The delineation of a novel species is currently a tricky situation, with systematists differing
in the choice of tree algorithms and with the multiple versions of 16S rRNA operon, which
can have differences from 2-5% (Kampfer, 2012). Moreover, the 16S rRNA gene has become
limited in its use for taxonomic characterisation of many taxa. For example members of the
genus Tsukamurella are not able to be defined with the phylogenetic analysis of 16S rRNA
gene sequence and therefore more reliance is placed on DNA:DNA hybridization
(Goodfellow and Kumar, 2012). Unfortunately the previously stated 70% cut off for
DNA:DNA hybridization data, equating to ~97 % 16S rRNA gene sequence similarity, can also
be debateable with a more realistic value of >70%, that is readily seen particularly within the
genus Rhodococcus, with evidence that the cut-off point for members of the genus
Rhodococcus needs to be set at 80% (Goodfellow et al., 2002). Additional limitations of the
16S rRNA gene sequence are also seen with the lack of resolution of higher taxa; however
there are other limitations in the classification of higher taxa with the lack of phenotypic
data and even further molecular data.
The next stage in the descriptive process is to examine the novel isolate along with its
nearest neighbours, which would have been determined from the phylogenetic analysis, by
phenotypic characterisation. The types of analysis that would be performed are the
morphological appearance of the isolate after growth on specific nutritious media for a
specified time and temperature. Micro-morphological characteristics will also be examined
such as spore forming, motility and it is also essential to establish the morphological life
cycle of the isolate. The nutritional requirements of the novel isolate are the next criteria to
establish. These analyses tend to take the form of utilization of carbohydrates and organic
acids (Shirling and Gottlieb, 1966), in addition the degradation of a number of compounds is
analysed (Goodfellow and Pirouz, 1982; Gordon et al., 1974) along with antimicrobial
susceptibility testing (Groth et al., 2004) and enzyme activities, which tends to be
ascertained by the use of API ZYM test kits (bioMérieux). Finally the isolate would be
subjected to tolerance testing for temperature, pH and NaCl concentrations. The data from
all of the phenotypic assessment, which can amount to over 100 tests, will be incorporated
into the taxonomic description; however a minimum of 20 characteristics will need to be
documented, to establish differences between the related taxa tested.

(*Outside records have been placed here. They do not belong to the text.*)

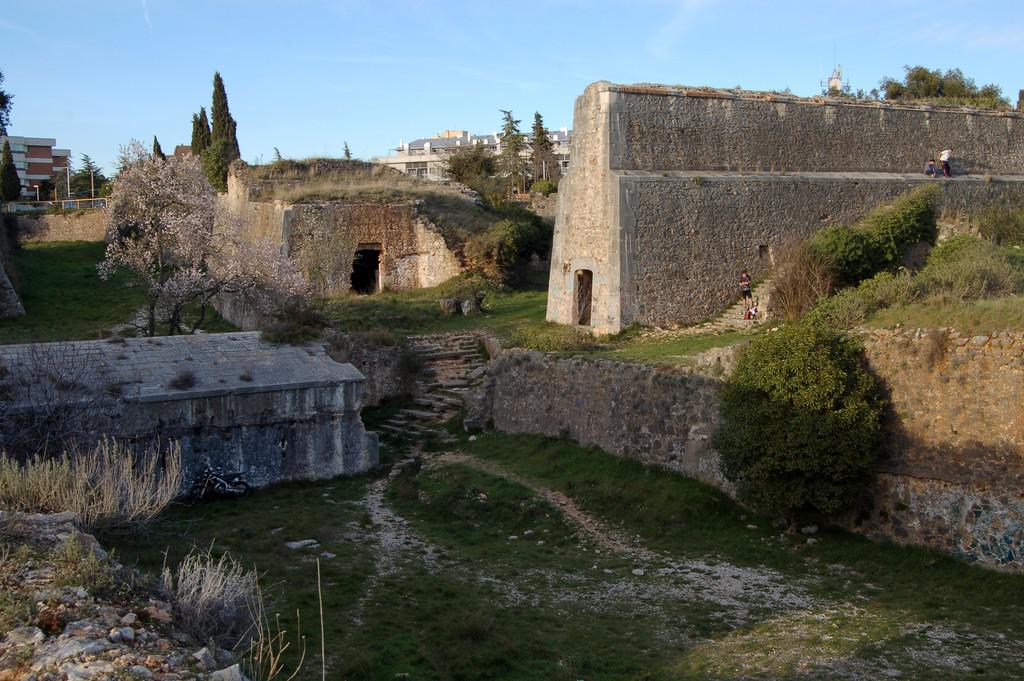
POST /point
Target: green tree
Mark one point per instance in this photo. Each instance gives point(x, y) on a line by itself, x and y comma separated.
point(216, 160)
point(5, 99)
point(201, 132)
point(545, 165)
point(511, 163)
point(223, 125)
point(10, 185)
point(951, 87)
point(89, 179)
point(800, 422)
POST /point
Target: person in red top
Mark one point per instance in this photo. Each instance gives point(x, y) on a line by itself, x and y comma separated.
point(744, 287)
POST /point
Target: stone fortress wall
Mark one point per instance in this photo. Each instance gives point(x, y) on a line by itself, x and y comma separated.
point(324, 237)
point(953, 475)
point(673, 190)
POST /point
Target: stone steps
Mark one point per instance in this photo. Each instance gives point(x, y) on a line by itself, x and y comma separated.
point(453, 365)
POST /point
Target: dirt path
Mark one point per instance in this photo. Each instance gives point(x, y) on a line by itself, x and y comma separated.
point(605, 537)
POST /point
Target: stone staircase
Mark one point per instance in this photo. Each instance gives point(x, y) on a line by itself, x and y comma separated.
point(733, 316)
point(453, 365)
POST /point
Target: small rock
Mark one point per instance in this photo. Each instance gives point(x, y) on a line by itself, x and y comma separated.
point(26, 635)
point(205, 657)
point(232, 673)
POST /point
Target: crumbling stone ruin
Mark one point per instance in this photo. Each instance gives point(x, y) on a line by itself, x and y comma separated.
point(342, 245)
point(229, 400)
point(674, 190)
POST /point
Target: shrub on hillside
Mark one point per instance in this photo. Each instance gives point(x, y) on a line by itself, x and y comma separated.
point(877, 243)
point(851, 307)
point(967, 268)
point(214, 598)
point(801, 422)
point(802, 277)
point(109, 487)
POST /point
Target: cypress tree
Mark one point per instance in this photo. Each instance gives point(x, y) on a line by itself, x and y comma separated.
point(201, 132)
point(543, 152)
point(10, 185)
point(223, 125)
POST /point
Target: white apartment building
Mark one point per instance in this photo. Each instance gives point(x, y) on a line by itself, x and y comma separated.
point(36, 160)
point(425, 158)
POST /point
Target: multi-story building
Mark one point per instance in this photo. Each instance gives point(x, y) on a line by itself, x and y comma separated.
point(425, 158)
point(36, 160)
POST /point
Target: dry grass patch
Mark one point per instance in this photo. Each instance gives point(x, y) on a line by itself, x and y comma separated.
point(109, 486)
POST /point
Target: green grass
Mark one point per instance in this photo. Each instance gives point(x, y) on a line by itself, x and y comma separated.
point(549, 604)
point(66, 299)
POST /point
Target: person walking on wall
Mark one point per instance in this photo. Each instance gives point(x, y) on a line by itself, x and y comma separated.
point(744, 287)
point(944, 158)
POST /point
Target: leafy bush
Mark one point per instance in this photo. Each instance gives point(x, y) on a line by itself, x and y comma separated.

The final stage for a novel species description, is to ascertain the isolates cell wall
chemotype (Lechevalier and Lechevalier, 1970). This is determined by examining the
diagnostic isomers of diaminopimelic acid (A2pm; Staneck and Roberts, 1974) and wholeorganism sugars (Hasegawa et al., 1983). Additional key chemotaxonomic markers should
also be established, including fatty acid methyl ester analysis (Komagata and Suzuki, 1987),
determination of the predominant isoprenoid quinones (Collins, 1994), muramic acid type
(Uchida et al., 1999), the presence and length of mycolic acids (Minnikin et al., 1975) and
the polar lipid profile (Minnikin et al., 1984). Until recently whole cell protein analysis was
performed by Curie point mass spectrometry (Ferguson et al., 1997; Sanglier et al., 1992).
Pyrolysis mass spectrometry data was examined using combined principal component and
canonical variate analyses (Windig et al., 1983), thus enabling the clustering of pyrogroups,
groups that tended to differentiate between the environments isolates are cultivated from.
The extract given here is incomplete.